It is the familiarity of the simple ones that makes one think they might be there all the time.
 
  • #43
Ozgen Eren said:
So I just assume among those infinitely many possible explanations, there should be one that doesn't violate position, momentum and similar concepts however complex their equations are. I can't prove it without showing one and I have never heard of Bells theorem before so I'm not sure if he actually disproves what I am saying now, I will check it out more in detail soon.

Heisenberg showed that knowledge of the value of one quantum property (say X) leads non-commuting properties (say Y or Z) to have undefined values in the limit where X is certain. If you attempt to provide values that are consistent with experiment, you will need your theory to be non-local.

So as several have mentioned, you get to make trade-offs between what important concept you must reject: locality, causality, observer independent reality, etc.

To give you an idea of how difficult the experimental regimen is currently: there are experiments in which particles are entangled AFTER they are observed (and no longer even exist). They can be entangled outside each others' light cone as well in the same experiment. So you will find a lot of hoops to jump through in your quest for a viable theory* that is not "weird". *Other than QM, which of course predicts this behavior. If people did not take QM seriously, such behavior could never be even considered.
 
  • #44
PeterDonis said:
Perhaps one issue is that you are changing your definition of what is "weird" vs. "not weird". First it was non-determinism vs. determinism; now it appears to be "doesn't violate position, momentum, and similar concepts". (Note that the de Broglie-Bohm theory satisfies this latter criterion: all particles have well-defined positions and momenta at all times. But, as I have said, the price you pay is non-locality and violation of relativity.) Of course "weird" is really a subjective term and you can use it however you want; however, that makes it of limited value for discussion unless we can agree on a fixed definition of what it means.

I thought it was trivial. When our everyday conception is violated, I call it weird. If you can't apply it to your car for example. That includes the cases where matter don't have defined position, speed or energy. (you can't talk about a car that doesn't have a specified position, speed or energy. you can just say you don't know it in our daily life, but if exists, you know its somewhere and you probably don't assume it may teleport a second later) Or I call it weird when an event don't have a cause. (you can't say the car just moved randomly, I guess you would look for a reason, like a driver right?) Thats what I mean by weird.
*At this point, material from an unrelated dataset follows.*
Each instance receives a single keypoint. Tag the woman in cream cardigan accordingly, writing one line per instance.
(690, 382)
I understand how quantum dynamics approximate classical physics on large scale. But I just find it really hard to believe every possible explanation for our experimental result set have to be weird.

On wikipedia it summarized Bells theorem by "No physical theory of local hidden variables can ever reproduce all of the predictions of quantum mechanics.". So in the manner I just described, I guess he proves a "not weird explanation" do not exist.
 
  • #45
DrChinese said:
To give you an idea of how difficult the experimental regimen is currently: there are experiments in which particles are entangled AFTER they are observed (and no longer even exist). They can be entangled outside each others' light cone as well in the same experiment. So you will find a lot of hoops to jump through in your quest for a viable theory* that is not "weird".
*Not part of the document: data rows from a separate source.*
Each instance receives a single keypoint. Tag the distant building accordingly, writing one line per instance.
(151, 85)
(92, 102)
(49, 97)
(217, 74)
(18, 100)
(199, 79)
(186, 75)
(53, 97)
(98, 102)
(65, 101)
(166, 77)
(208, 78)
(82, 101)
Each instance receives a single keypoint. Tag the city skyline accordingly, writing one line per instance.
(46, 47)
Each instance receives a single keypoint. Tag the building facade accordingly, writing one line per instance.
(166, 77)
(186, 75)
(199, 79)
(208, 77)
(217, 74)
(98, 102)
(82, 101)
Did someone grouped all "weird" experimental results that led us to quantum physics, or where can I find them? I know about death spiral of electron, blackbody radiation, photoelectric effect and double slit experiment. But it appears there are a lot more of it.
 
  • #46
bahamagreen said:
Ozgen Eren,

There are others here that may be able to explain it better, but what you are confronting in QM is a somewhat different kind of idea about the relationship between a measurement and the attribute measured. The thing is, the measured attribute "does not exist" independently of the measurement... how can that be?

The way I think of it, which is extremely hand wavy, is something like this:

A wave can be decomposed into a set of fundamental sine waves of various frequencies, phases, and amplitudes. Those sine waves combined will reconstruct the original wave. This is Fourier... and the first conclusion might be that any wave is comprised of a set of these sine waves... sine waves are fundamental.

But, the choice of using sine waves to do this is not required; one could also use cosine waves, or triangle waves, or impulse waves, or square waves, or any kind of wave (like the complicated wave of a musical instrument) as the choice of "seed wave" with which to perform the decomposition of the original wave.
Now, think of the "measurement process" as choosing a "seed wave" to use for decomposing into component waves and think of the set of component waves as the "measured attribute".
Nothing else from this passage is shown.